Right now the service that is provided it synchronous but I will go to async later. Maybe then it is better to go with a supervision tree.

I ended up writing a RetryTask module that does the job without using a supervisor but using more or less the interface of Task. I am not happy with writing such infrastructure code. I my opinion Task and Task.Supervisor should support the retry in combination with await. But it works and I hope to use standard components later.

emerleite · August 12, 2016, 9:10pm

I’m using GenRetry. It works perfect. https://github.com/appcues/gen_retry

mbuhot · March 2, 2017, 5:37am

This issue was raised on the Elixir github project.

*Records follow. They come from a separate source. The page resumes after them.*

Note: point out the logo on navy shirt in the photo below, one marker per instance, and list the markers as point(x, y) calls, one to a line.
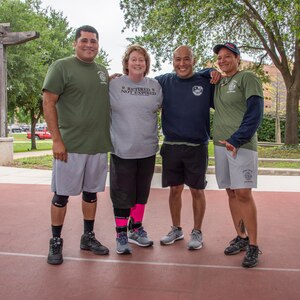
point(197, 90)
point(102, 77)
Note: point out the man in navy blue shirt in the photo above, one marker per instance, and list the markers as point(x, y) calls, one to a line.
point(188, 96)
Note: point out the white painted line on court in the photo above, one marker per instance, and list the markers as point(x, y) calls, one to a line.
point(160, 264)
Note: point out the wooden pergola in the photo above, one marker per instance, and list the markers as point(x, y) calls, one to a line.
point(8, 38)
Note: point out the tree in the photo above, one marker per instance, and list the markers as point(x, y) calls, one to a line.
point(266, 30)
point(27, 64)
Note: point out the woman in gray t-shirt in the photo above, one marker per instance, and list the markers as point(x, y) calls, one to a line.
point(135, 101)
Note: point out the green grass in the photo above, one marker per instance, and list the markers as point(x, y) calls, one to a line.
point(22, 144)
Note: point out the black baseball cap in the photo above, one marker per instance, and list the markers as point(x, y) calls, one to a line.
point(230, 46)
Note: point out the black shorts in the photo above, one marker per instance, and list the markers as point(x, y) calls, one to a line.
point(130, 180)
point(182, 164)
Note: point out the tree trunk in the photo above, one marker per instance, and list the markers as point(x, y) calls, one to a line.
point(292, 115)
point(33, 123)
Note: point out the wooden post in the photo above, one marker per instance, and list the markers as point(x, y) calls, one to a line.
point(8, 38)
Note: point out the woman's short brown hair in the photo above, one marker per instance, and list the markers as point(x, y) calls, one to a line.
point(140, 49)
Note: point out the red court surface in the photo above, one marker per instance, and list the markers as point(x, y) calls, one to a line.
point(159, 272)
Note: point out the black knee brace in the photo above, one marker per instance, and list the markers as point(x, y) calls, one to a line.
point(59, 200)
point(89, 197)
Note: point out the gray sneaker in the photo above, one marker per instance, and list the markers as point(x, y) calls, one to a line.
point(196, 241)
point(174, 235)
point(122, 244)
point(139, 237)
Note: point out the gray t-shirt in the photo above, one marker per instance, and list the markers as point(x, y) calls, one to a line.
point(134, 114)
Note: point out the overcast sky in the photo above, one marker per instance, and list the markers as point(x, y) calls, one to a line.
point(107, 17)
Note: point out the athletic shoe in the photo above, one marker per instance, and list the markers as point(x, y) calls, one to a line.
point(55, 251)
point(251, 258)
point(89, 242)
point(237, 245)
point(122, 244)
point(139, 237)
point(196, 241)
point(174, 235)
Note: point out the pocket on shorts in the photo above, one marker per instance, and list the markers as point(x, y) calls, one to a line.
point(162, 148)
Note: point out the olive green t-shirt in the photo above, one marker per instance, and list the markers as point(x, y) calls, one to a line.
point(230, 100)
point(83, 104)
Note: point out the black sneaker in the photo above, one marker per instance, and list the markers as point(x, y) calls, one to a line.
point(237, 245)
point(251, 258)
point(89, 242)
point(55, 251)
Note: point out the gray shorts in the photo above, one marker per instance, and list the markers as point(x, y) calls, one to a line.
point(82, 172)
point(236, 173)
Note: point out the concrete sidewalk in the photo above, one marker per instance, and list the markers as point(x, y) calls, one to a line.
point(33, 176)
point(210, 170)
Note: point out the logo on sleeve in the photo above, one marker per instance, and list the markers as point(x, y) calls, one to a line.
point(197, 90)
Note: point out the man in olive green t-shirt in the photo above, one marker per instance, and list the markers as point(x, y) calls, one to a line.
point(76, 109)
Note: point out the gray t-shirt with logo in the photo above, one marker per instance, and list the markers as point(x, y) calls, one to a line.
point(134, 116)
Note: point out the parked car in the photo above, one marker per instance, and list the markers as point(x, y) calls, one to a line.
point(14, 129)
point(40, 134)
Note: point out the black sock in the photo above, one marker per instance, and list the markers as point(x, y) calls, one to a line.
point(88, 225)
point(56, 230)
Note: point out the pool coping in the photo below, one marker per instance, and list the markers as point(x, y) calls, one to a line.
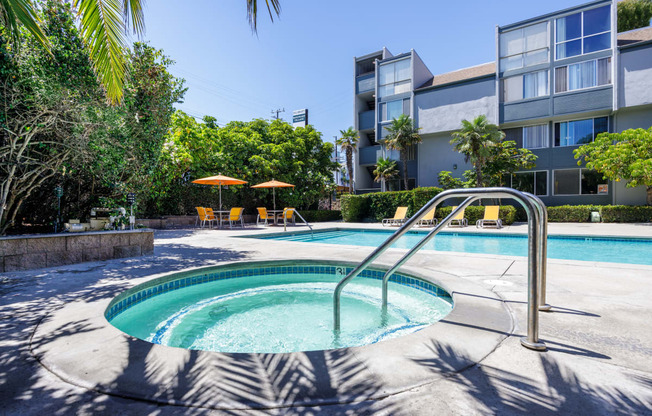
point(478, 323)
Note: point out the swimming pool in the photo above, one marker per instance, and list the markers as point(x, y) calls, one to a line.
point(606, 249)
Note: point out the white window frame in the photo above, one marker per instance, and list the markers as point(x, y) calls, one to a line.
point(581, 38)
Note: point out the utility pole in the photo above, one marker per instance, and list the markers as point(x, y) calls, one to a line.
point(275, 112)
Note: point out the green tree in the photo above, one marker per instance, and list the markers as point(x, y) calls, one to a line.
point(348, 143)
point(475, 141)
point(621, 156)
point(634, 14)
point(402, 136)
point(385, 169)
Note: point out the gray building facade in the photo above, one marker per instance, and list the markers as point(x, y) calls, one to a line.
point(558, 80)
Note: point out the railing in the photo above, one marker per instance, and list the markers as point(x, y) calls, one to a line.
point(537, 251)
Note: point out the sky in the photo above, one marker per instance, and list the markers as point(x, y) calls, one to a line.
point(304, 59)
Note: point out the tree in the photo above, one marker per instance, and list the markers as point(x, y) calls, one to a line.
point(104, 27)
point(634, 14)
point(621, 156)
point(402, 135)
point(385, 169)
point(348, 142)
point(475, 141)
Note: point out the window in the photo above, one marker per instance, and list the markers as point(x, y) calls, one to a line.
point(393, 109)
point(524, 47)
point(573, 133)
point(535, 137)
point(577, 181)
point(583, 32)
point(583, 75)
point(533, 182)
point(394, 78)
point(534, 84)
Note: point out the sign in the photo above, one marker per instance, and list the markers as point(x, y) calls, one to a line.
point(300, 118)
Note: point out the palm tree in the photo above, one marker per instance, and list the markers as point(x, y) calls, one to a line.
point(475, 140)
point(104, 27)
point(385, 169)
point(402, 135)
point(348, 142)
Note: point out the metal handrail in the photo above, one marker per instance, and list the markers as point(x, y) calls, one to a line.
point(536, 250)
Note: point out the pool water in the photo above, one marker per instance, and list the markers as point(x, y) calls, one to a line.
point(279, 313)
point(616, 250)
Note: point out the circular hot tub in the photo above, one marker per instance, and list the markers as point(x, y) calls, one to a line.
point(275, 307)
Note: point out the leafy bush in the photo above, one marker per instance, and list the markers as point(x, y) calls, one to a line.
point(321, 215)
point(354, 207)
point(626, 213)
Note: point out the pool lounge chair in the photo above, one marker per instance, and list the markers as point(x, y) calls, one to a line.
point(459, 220)
point(399, 217)
point(490, 219)
point(428, 220)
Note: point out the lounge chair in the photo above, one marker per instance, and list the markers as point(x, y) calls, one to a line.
point(234, 216)
point(459, 220)
point(399, 217)
point(490, 219)
point(288, 216)
point(263, 216)
point(206, 215)
point(429, 219)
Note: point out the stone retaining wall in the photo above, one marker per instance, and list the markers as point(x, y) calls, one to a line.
point(51, 250)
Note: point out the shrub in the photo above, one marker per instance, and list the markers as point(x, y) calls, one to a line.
point(626, 213)
point(321, 215)
point(354, 207)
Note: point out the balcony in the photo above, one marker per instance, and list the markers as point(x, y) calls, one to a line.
point(366, 120)
point(369, 155)
point(365, 83)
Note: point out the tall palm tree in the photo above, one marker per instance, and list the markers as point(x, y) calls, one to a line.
point(475, 140)
point(104, 27)
point(348, 142)
point(385, 169)
point(402, 135)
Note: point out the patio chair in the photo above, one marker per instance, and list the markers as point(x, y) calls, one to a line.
point(459, 220)
point(428, 220)
point(234, 216)
point(288, 216)
point(263, 216)
point(206, 215)
point(490, 219)
point(399, 217)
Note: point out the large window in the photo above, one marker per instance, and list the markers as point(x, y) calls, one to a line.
point(573, 133)
point(584, 32)
point(577, 182)
point(583, 75)
point(524, 47)
point(534, 84)
point(533, 182)
point(394, 78)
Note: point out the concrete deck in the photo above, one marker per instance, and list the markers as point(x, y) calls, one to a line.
point(599, 357)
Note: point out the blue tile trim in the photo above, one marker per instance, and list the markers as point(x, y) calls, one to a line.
point(172, 285)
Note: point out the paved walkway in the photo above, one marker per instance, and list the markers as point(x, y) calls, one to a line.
point(599, 337)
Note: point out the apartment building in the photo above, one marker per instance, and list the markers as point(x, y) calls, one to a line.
point(558, 80)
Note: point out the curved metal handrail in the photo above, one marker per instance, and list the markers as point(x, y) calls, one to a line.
point(536, 250)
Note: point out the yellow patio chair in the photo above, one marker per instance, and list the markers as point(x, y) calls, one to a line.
point(399, 217)
point(428, 220)
point(288, 216)
point(459, 220)
point(263, 216)
point(235, 215)
point(490, 219)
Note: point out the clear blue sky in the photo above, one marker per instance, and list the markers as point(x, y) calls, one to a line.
point(305, 58)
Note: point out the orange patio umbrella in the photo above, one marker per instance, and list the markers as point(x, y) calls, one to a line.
point(219, 180)
point(273, 184)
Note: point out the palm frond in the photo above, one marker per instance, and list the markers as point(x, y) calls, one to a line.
point(14, 12)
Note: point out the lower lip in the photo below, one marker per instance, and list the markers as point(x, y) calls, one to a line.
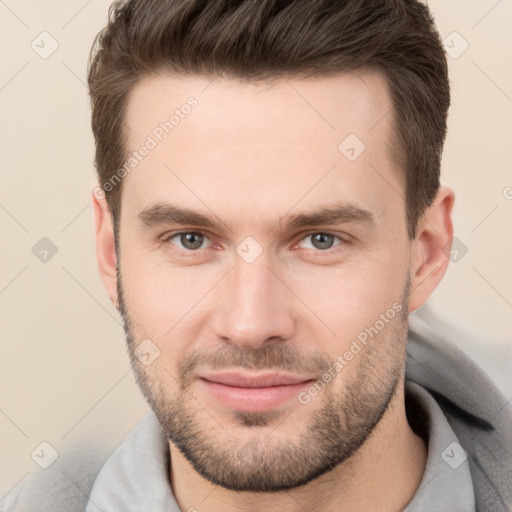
point(253, 399)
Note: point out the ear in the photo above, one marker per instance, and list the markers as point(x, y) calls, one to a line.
point(431, 248)
point(105, 245)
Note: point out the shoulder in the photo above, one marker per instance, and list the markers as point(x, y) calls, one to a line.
point(63, 487)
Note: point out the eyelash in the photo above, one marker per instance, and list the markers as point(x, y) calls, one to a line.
point(192, 253)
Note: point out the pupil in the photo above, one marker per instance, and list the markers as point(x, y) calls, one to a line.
point(191, 240)
point(321, 239)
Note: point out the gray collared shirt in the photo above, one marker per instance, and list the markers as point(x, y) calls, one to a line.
point(136, 476)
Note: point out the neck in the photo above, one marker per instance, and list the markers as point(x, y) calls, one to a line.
point(383, 475)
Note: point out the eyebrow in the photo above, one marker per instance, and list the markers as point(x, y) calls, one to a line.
point(165, 213)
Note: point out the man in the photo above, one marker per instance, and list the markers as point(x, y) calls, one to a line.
point(269, 215)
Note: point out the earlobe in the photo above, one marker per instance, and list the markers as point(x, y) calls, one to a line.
point(105, 246)
point(430, 248)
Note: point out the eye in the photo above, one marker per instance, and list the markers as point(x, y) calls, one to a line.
point(188, 240)
point(321, 241)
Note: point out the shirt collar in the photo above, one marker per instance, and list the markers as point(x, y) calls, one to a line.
point(136, 476)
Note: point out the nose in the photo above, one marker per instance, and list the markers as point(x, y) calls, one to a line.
point(255, 306)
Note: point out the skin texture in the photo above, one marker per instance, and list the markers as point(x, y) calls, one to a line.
point(250, 156)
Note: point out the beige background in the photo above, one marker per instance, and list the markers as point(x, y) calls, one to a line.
point(64, 371)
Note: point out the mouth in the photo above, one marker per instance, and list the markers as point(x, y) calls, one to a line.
point(253, 392)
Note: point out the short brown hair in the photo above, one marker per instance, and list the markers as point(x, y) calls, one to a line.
point(268, 39)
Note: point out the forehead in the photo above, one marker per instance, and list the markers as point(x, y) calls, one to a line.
point(213, 135)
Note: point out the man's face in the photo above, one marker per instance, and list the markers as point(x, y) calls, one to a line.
point(252, 312)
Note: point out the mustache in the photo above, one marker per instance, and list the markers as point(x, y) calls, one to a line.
point(268, 357)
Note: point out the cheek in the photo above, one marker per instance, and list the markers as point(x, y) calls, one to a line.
point(350, 298)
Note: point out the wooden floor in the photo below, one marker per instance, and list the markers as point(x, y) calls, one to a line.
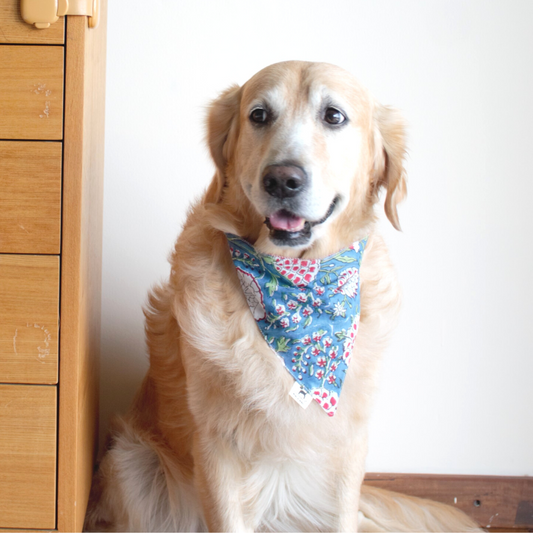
point(496, 503)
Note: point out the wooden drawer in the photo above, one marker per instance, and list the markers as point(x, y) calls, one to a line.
point(31, 92)
point(29, 318)
point(15, 31)
point(30, 197)
point(28, 415)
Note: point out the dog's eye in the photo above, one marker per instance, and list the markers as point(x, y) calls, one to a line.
point(334, 116)
point(259, 115)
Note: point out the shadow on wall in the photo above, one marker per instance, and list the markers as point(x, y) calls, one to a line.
point(123, 364)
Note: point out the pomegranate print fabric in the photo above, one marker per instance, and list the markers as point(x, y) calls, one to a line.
point(307, 310)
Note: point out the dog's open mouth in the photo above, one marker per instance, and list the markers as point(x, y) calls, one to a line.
point(288, 229)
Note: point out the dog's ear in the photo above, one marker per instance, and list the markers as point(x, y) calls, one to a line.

github.com/elixir-lang/elixir

restart: :transient does not affect Task.Supervisor.async/async_nolink

opened 06:18PM - 13 Apr 16 UTC

closed 06:46AM - 14 Apr 16 UTC

sikanhe

For task supervisors, the processes can only be restarted when using start_child… method. We cannot currently await on a task that we want to retry. ``` {:ok, tas} = Task.Supervisor.start_link(restart: :transient) Task.Supervisor.async_nolink(tas, fn -> 1 = 2 end) // does not restart ``` I understand there is a limitation that a Task is tied to a process, so it cannot possibly know about the new process that could get started. But this was unclear in the documentation. Do you think there is a way to await on a supervised task that be restarted on crash? If so we should implement it because there is many cases where this could be helpful. If not I think we should clarify this in the docs more.

It is not possible to await on a restarted task because the monitor reference can not be reused or new pid detected by the caller.

BogdanHabic · March 2, 2017, 8:53am

But can’t we achieve this behavior with Registry?
So basically instead of a pid, you could get a ref under which the task would register itself?